Le monde politique tente d'apprivoiser les réseaux sociaux

Par 17 août 2010
Mots-clés : Digital Working, Europe

Pas facile, quand on est une formation politique classique, de se faire une place sur les sites communautaires. Simple marketing politique ou véritables velléités participatives, les usages peuvent être multiples, et contradictoires.

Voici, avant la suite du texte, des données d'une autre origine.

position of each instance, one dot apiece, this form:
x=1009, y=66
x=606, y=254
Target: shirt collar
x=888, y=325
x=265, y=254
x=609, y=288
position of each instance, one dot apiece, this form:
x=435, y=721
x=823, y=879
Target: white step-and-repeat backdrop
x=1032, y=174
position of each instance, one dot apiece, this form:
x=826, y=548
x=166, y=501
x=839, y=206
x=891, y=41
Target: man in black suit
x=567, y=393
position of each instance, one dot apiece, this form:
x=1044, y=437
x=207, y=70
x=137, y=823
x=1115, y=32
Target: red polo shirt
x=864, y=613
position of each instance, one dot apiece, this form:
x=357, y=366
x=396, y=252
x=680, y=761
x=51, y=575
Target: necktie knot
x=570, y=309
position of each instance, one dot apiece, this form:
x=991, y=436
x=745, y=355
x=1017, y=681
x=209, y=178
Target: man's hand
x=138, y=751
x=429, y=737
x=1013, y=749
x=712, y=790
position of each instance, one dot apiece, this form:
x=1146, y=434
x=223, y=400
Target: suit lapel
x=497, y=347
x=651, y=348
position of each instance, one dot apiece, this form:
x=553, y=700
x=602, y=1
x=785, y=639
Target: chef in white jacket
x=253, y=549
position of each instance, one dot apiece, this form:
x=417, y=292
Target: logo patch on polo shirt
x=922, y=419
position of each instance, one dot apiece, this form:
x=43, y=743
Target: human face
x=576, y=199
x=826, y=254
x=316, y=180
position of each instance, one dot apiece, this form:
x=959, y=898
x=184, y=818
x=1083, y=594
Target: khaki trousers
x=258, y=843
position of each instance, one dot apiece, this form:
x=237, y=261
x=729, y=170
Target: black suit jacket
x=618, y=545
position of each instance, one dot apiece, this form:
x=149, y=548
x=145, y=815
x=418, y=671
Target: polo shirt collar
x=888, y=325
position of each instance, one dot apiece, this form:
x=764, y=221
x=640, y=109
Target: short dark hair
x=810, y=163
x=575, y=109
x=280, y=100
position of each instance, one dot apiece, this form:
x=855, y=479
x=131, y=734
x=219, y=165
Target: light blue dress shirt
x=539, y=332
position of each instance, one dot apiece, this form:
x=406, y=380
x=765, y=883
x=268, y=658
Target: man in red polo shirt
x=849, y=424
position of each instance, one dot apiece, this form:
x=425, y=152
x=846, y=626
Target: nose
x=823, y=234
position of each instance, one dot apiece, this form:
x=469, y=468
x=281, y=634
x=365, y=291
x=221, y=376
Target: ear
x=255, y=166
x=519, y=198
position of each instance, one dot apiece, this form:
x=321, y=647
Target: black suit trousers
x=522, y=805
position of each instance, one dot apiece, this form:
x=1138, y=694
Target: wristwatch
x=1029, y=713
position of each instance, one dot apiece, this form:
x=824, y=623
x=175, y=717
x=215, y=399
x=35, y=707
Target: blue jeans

De plus en plus de responsables politiques s'essayent, avec plus ou moins de bonheur, à la pratique des réseaux sociaux. En Allemagne, comme en France, certains n'hésitent plus à tweeter au beau milieu d'un débat parlementaire. Ce week-end encore, un sénateur français, technophile avéré, Alain Lambert, a dû lui-même quitter Twitter après qu'un journal eut révélé qu'il tweetait pendant un office religieux…La pratique du tweet devient donc élastique pour le meilleur et pour le pire. De leur côté, les partis politiques qui ont désormais l'élection présidentielle de 2012 en ligne de mire tentent eux aussi de se positionner sur les réseaux sociaux, mais aussi en créant leurs propres plateformes communautaires.
Quels usages la sphère politique fait-elle de ces nouveaux médias de communication ? A des fins politiques ou purement marketing ? Et pour quelle interaction avec les citoyens ?
L’Atelier Numérique fait le point avec Fabrice Epelboin, blogueur et éditeur de ReadWriteWeb France (@epelboin) et Damien Van Achter, social media manager (@davanac).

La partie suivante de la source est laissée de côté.